I sensed that Luis didn’t like the intrusion to our privacy. He stood, gestured that our interview was over for now, and abruptly departed. The newcomer as well as Luis desperately needed face-to-face communication, not a virtual substitute on phone video. Continuing my walk, I pondered the grand illusion of fake intimate connectedness offered by modern technology. It offers no easy fix for the homeless who are poised at the edge of insanity and suicide for lack of intimacy.

I was reminded of a conversation from a few months back with a fidgety former football star, another victim of loneliness. He clung to a bottle of Corona beer to numb his pain, though his estranged wife and daughter lived just around the corner. I said that I’d lived alone for 50 years. In a slurred voice, he asked me if I’d ever gotten lonely. I told him, sometimes lonesome but not the desperate loneliness of past years. That all changed for me during my ten-year pilgrimage, searching for God in all the wrong places except here in my heart.

He seemed to perk up for a while, as if he saw some hope, then sank back into a stupor. It was getting dark with a cold drizzle, so I had to leave him talking to himself, or to some pal he imagined was sitting beside him. In the morning he was found dead of an apparent heart attack, laying stiff on the grass, hugging that beer bottle as his comforter and companion.

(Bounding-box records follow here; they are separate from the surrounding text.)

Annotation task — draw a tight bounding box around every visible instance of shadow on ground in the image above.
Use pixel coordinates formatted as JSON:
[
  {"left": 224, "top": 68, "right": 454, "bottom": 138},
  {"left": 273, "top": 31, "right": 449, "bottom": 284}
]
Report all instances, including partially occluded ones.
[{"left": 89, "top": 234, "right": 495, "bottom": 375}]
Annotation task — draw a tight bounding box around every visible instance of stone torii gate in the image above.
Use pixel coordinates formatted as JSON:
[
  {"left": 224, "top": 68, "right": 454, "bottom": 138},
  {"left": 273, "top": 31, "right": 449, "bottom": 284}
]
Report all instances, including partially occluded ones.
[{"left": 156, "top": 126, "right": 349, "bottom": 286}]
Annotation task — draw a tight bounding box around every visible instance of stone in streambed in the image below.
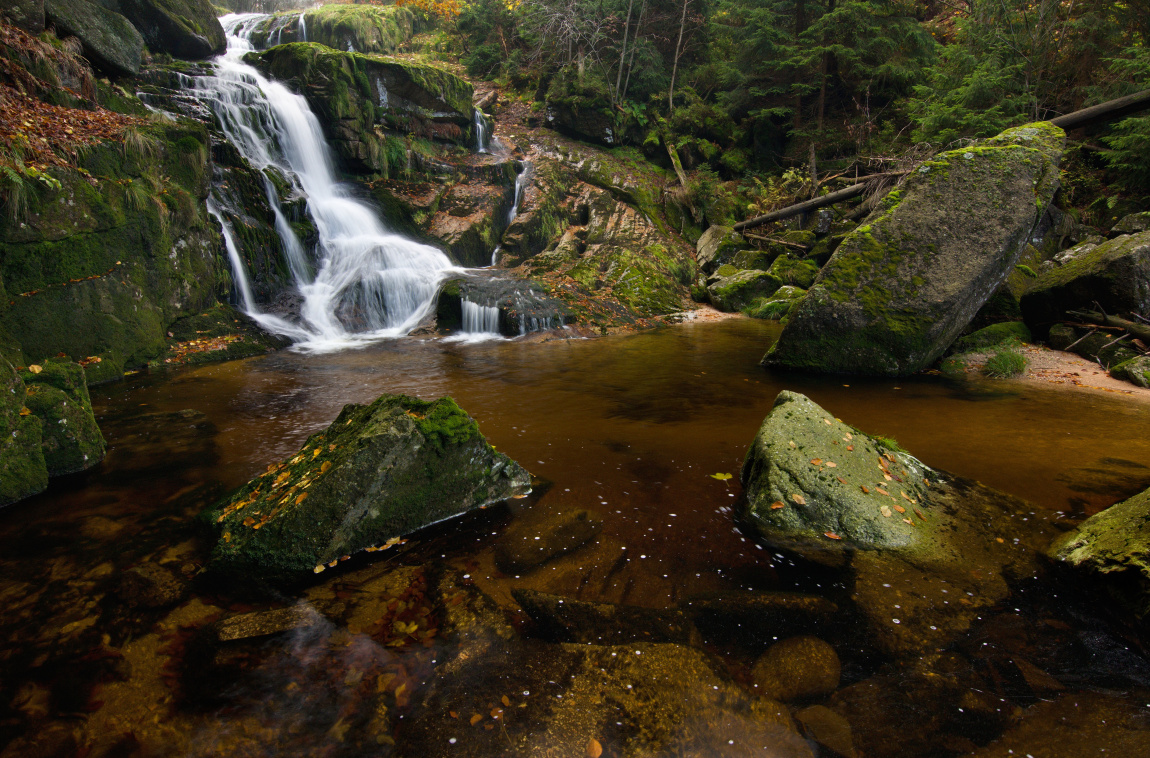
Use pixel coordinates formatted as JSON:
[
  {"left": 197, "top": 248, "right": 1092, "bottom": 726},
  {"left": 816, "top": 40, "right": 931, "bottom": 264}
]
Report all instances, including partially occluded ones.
[
  {"left": 205, "top": 395, "right": 530, "bottom": 582},
  {"left": 751, "top": 636, "right": 842, "bottom": 702},
  {"left": 742, "top": 391, "right": 1052, "bottom": 656},
  {"left": 764, "top": 123, "right": 1065, "bottom": 376}
]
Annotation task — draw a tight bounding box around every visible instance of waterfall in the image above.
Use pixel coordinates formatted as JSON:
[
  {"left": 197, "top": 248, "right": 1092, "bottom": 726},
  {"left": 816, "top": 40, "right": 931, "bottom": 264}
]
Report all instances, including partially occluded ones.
[{"left": 191, "top": 14, "right": 452, "bottom": 351}]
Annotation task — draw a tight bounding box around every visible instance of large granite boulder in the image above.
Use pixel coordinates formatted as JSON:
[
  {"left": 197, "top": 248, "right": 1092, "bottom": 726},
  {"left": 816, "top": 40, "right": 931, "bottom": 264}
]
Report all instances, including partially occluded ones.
[
  {"left": 742, "top": 391, "right": 1053, "bottom": 656},
  {"left": 205, "top": 395, "right": 530, "bottom": 581},
  {"left": 1048, "top": 490, "right": 1150, "bottom": 617},
  {"left": 0, "top": 359, "right": 48, "bottom": 505},
  {"left": 21, "top": 358, "right": 107, "bottom": 476},
  {"left": 244, "top": 43, "right": 474, "bottom": 176},
  {"left": 44, "top": 0, "right": 144, "bottom": 76},
  {"left": 113, "top": 0, "right": 228, "bottom": 61},
  {"left": 1020, "top": 231, "right": 1150, "bottom": 335},
  {"left": 764, "top": 123, "right": 1065, "bottom": 376}
]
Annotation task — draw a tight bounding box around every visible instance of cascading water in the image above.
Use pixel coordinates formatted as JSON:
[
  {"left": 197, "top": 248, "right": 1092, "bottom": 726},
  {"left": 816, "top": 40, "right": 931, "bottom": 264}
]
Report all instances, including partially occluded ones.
[{"left": 191, "top": 14, "right": 453, "bottom": 351}]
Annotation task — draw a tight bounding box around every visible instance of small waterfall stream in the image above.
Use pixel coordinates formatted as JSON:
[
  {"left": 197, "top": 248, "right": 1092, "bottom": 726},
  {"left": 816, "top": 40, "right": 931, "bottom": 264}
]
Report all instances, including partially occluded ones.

Next day, I grieved with his family.

From that experience it dawned on me that humankind has a profound horror of aloneness. Since Adam’s first yearning for Eve, we have sought God in the realm of our five carnal senses. We seek Him in social gatherings of all kinds, in fun parties with food and drink, in games and sports, in novels and movies. But only God can satisfy that deep restlessness, that God-shaped hole in the heart. St. Augustine states it well: “You have made us for yourself, O Lord, and our heart is restless until it rests in you.”

The nineteenth century novelist Balzac wrote, “And of all kinds of aloneness, moral aloneness is the most terrible.… The first thought of man, be he a leper or a prisoner, a sinner or an invalid, is to have a companion of his fate. In order to satisfy this drive which is life itself, he applies all his strength and all his power and energy to achieve this during his whole life” (from The Inventor’s Suffering).

I recall the tragic despondency I felt before my ten-year pilgrimage. Was it because I had resorted to all the illusive pursuits and transient comforts of this world? I slipped into a dark suicidal desperation. My last-hope solution was to cling to Christ for dear life. Because I acted on His word in Scripture, Christ took pity on me and sent the Holy Spirit that He promised as a comforter and companion, to dwell with me evermore (cf. John 14:16).

 

Richard M. DellOrfano spent ten years on a cross-country pilgrimage following Christ’s instruction to minister without possessions. He is completing his autobiography: Path Perilous, My Search for God and the Miraculous.